Boeing is also the faculty adviser for the NMSU Wildlife Society student chapter. The NMSU Department of Fish, Wildlife and Conservation Ecology also offers a major in wildlife science.

Students in the society run and conduct the testing stations throughout the weekend in the Sacramento Mountains. Tissue and lymph node samples are taken from the animals and tested for the disease, if the hunter volunteers to do so.

"Some of the deer have tested positive," Boeing said. "Once the deer has been examined and tested positive they alert the hunter. There are no known cases of the disease being transmitted to humans. However, hunters are still discouraged to eat the part of the deer where chronic wasting disease is known to occur."

"These stations also help to clarify some of the regulations that can prevent the spread of the disease through dumped animal parts," Lubenau said.

When chronic wasting disease has been found in an area used by a hunter, New Mexico Game and Fish makes sure hunters are fully aware. Lubenau added that hunters are supposed to leave the spinal column and brain parts of the deer and elk in the unit to prevent spreading.

In order to prepare for chronic wasting disease testing, students are given training by personnel from New Mexico Game and Fish during their regular monthly meeting. Students begin testing the deer and elk for chronic wasting disease in September and continue on until December.

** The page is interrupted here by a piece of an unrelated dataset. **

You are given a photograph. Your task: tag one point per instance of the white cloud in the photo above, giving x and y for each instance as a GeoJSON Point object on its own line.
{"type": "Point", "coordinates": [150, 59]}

"The students like it," Boeing said. "It's a win-win situation. They get money for their student chapter and they also get the professional experience doing this. Most importantly they make professional contacts with personal from New Mexico Game and Fish."

In March, members of the Wildlife Society were awarded "Best of the West" at the 2013 Western Regional Student Conclave. The team competed with students from wildlife programs at 14 Western U.S. universities.